Товарищ Куравлева оставила документ и ушла. Они провели вместе больше десяти лет, и Троцкий нередко – потом и сейчас – вспоминал о ней, но больше с ноткой разочарования и удивления, что так долго считал ее подобной себе. Впрочем, он помнил все, что она для него сделала, и считал себя благодарным.
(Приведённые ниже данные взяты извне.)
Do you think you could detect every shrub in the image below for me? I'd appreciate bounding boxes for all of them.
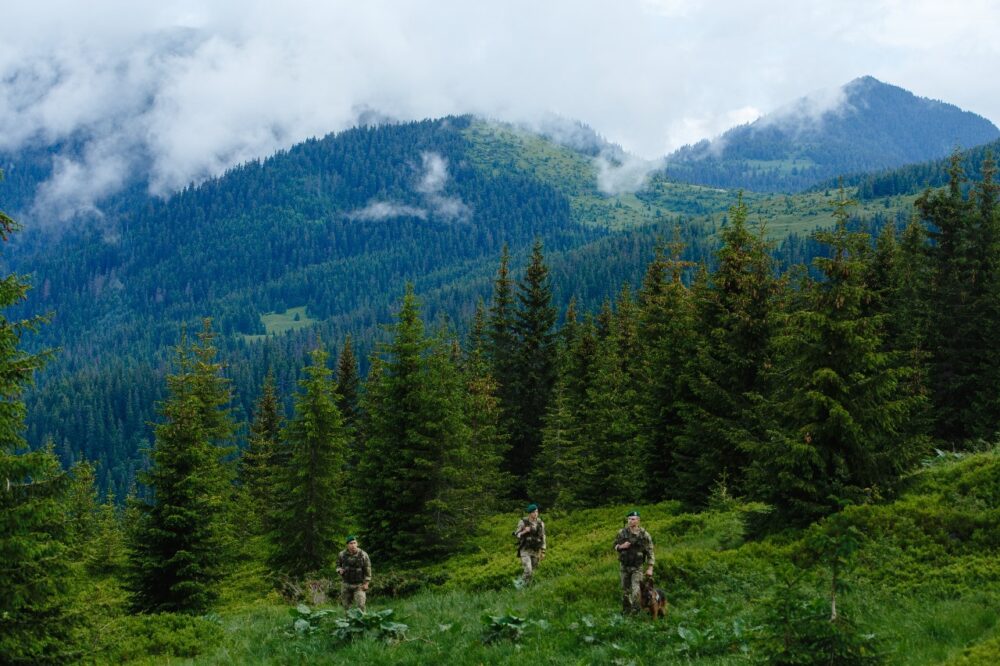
[104,613,223,663]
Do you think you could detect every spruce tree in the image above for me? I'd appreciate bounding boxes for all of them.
[578,284,648,506]
[746,190,924,522]
[65,456,97,560]
[509,240,557,495]
[0,179,74,664]
[127,321,234,613]
[336,335,364,470]
[485,243,517,479]
[337,335,361,435]
[916,153,992,445]
[674,194,781,504]
[269,346,348,578]
[528,302,599,509]
[639,240,697,499]
[83,491,128,576]
[357,285,475,561]
[240,370,287,534]
[462,301,510,506]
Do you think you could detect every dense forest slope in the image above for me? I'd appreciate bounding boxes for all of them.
[0,107,960,497]
[80,452,1000,666]
[2,117,735,495]
[667,76,1000,192]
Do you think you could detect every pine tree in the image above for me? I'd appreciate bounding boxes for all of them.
[509,240,556,495]
[84,491,128,576]
[64,456,97,560]
[337,335,361,434]
[915,153,990,445]
[528,302,598,509]
[486,244,517,479]
[577,284,648,506]
[358,285,475,561]
[336,335,364,470]
[0,179,73,664]
[240,370,287,534]
[462,301,510,504]
[674,194,781,504]
[639,240,696,499]
[746,190,923,521]
[127,321,234,613]
[269,346,348,578]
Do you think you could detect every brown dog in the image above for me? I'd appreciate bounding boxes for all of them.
[639,577,667,620]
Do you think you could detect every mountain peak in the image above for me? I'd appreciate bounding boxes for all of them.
[668,76,1000,191]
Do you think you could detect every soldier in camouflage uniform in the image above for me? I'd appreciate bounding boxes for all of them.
[514,504,546,587]
[615,511,656,614]
[337,535,372,611]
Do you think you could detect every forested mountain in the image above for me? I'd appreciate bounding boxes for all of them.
[0,97,992,498]
[0,100,1000,664]
[0,117,733,497]
[667,76,1000,192]
[813,135,1000,200]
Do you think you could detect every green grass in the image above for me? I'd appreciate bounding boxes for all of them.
[465,121,916,240]
[243,305,317,341]
[85,452,1000,666]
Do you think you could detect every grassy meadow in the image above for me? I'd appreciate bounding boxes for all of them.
[74,452,1000,666]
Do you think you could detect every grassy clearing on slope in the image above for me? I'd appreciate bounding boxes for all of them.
[97,453,1000,666]
[243,305,317,341]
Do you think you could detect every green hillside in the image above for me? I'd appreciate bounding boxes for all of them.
[0,117,940,498]
[84,451,1000,666]
[668,76,1000,192]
Прошло больше года, пока они окончательно освоились на новом месте, и Лонтадо, оставшийся прежним снаружи, стал похож на их бывший дом изнутри. Троцкий многое оставил неизменным, чтобы не забывать, что эта крохотная, блестящая, как музыкальная шкатулка, страна – временное пристанище. Он так же спал на железной односпальной кровати, так же проводил все переговоры за столом с зеленым сукном и так же держал в верхнем правом ящике стола старый ледоруб, израненный счетом лет. Одни зарубки на нем были глубже, другие – совсем поверхностные. Так Троцкий отмечал годы, когда он сделал для глубокого коммунизма то, что был должен, и годы, когда он подвел себя и свой народ.

Вождь так и не поправил себе зубы. В несуществующей стране ему не нужно было мельтешить на экране; те, кто его видел, видели в нем только великого лидера; а он сам, смотря на свое отражение в зеркале, видел в своей невыдающейся внешности признаки выдающегося и всепобеждающего духа.

07:04

Он опять отвлекся, сбился и сам поймал себя на этой мысли. Ему нужно было решить, что делать со Сталиным, а он мешкал и со вчерашнего дня так и не принял решение; и он был недоволен собой. Потому что в последнее время он чувствовал, что начинает терять связь с реальностью, со временем, с верой в то, в чем он и представить не мог засомневаться. Он поймал себя на том, что стал испытывать брезгливое чувство осторожности. Он боялся ошибиться, боялся не попасть, не распознать с полувзгляда. Может быть, именно поэтому, протягивая руку за газетами, он временами начинал паниковать, не зная, обострится ли сегодня его чувство неполноценности или успокоится. Троцкий больше не готов был решать дела мира в три счета и всегда знать, как не дать всему пойти на дно. Иногда ему становилось легче, а иногда он снова остро ощущал, что время уходит из его рук, а он не успевает за ним.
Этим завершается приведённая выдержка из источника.